Internet giant JD.com recently unveiled its own equivalent of the New Retail supermarket, 7Fresh, while Tencent Holdings is teaming up with partners such as Wanda Commercial Management Group, China’s largest shopping centre owner and operator, to drive what they call “smart” retail.
As a result, competition for market share – the one thing that matters most for tech start-ups – has been intense. Hema is even delivering orders worth just one yuan, even though supply chain costs are much higher.
Sustainability is a key concern.
Take the fresh produce/grocery business. The logistics-related cost of making a delivery from supplier to consumer stands at at least 30 yuan per order today, and higher if it involves cold chain logistics. Other research have showed the base figure to be even higher, at around 50 to 60 yuan.

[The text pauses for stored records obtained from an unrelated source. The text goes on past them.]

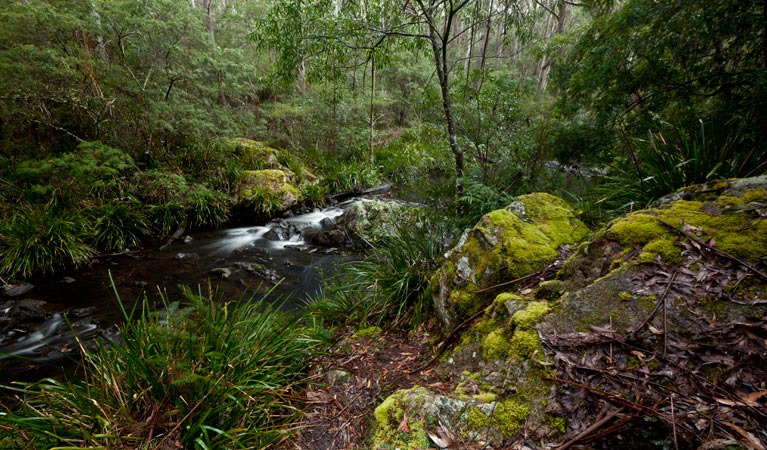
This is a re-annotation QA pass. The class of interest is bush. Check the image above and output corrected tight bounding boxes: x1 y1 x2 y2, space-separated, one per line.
307 217 452 328
87 202 150 251
0 206 96 278
0 289 320 449
14 142 137 205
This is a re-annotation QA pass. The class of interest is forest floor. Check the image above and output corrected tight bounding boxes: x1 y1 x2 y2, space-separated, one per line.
285 323 454 450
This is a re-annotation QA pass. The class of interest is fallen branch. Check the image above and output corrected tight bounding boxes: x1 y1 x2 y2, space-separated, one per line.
656 219 767 280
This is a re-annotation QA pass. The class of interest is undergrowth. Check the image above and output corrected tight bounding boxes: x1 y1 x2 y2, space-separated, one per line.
0 280 322 449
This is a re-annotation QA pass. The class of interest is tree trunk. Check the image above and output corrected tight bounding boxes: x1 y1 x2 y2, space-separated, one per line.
428 17 464 203
202 0 216 47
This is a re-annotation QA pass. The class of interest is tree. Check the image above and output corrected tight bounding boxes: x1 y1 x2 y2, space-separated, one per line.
252 0 480 200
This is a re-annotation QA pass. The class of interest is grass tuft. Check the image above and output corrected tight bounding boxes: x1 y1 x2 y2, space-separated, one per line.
0 280 321 449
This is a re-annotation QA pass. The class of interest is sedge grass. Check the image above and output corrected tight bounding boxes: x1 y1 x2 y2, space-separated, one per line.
0 280 320 449
307 217 451 328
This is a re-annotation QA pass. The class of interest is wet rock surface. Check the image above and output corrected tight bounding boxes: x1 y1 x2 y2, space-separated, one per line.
371 178 767 449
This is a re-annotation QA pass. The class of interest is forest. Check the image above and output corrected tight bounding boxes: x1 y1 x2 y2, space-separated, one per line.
0 0 767 449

Yet, the average order amounts to just 100 to 150 yuan. Typically, consumers buy fresh food for up to three to five days, and the small households in China means that orders tend to be small. In this fight for market share, the supplier’s margins inevitably take a big hit.

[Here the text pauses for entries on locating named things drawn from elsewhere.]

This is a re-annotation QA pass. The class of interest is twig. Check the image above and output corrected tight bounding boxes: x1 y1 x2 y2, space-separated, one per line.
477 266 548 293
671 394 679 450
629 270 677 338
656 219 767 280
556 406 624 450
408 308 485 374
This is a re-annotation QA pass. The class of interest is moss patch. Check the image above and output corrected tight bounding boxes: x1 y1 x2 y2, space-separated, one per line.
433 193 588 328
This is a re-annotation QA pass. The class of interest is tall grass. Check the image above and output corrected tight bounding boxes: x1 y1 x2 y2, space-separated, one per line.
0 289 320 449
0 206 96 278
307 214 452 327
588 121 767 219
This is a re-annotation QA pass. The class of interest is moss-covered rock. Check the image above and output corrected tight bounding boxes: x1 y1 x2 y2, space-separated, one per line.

It doesn’t help that most e-commerce platforms are positioned to attract the most price-sensitive shoppers as well. With cheap prices usually comes lower product quality, and it becomes difficult for brands with better quality products to enter the game. This means that the standard of the goods and the average order sizes across the board will remain stagnant.
Perhaps the most damning factor is the lack of transparency in e-commerce sales. The truth is, it is not uncommon for suppliers to re-purchase products from online stores due to heavy subsidies, especially during big online shopping events such as Singles’ Day (11.11), in a bid to create false traffic.
What goes on behind closed doors is this: the supplier sells food at below their cost prices, which are sold on the e-commerce platforms at even lower prices, due to the subsidies. The supplier then re-purchases the goods, and resells them to the platform, making money through arbitrage.
This cycle is a vicious one, with no end in sight, or at least until the platform is able to reach a critical mass – if it does.
More than just smart shopping
As companies set foot into the next frontier of retail, they have to look beyond just providing a smart retail experience or consumers. The key here is to build a sustainable business.
To boost average order sizes and cover their costs, firms can look at introducing higher value products, with better brands that are targeted at customers with high disposable income.
Chinese social e-commerce platform Pinduoduo goes one step further to lower their costs by streamlining the product range for consumers, and helping factories to consolidate orders.
Sales for holidays and big online shopping events should be normalised instead of setting targets, so that suppliers will no longer be able to profit from arbitrage, while venture capitalists should invest responsibly, rather than be swayed by sky-high valuations that may not be backed by any profits.
Of course, it could be that as family sizes in China increase, online orders will grow too, allowing even low-value products to translate into a sustainable business model. Only time will tell.
But if there is any lesson to be learn from the unravelling of the bicycle-sharing business, it’s that the fight to stay on top in New Retail is going to take way more than just deep pockets.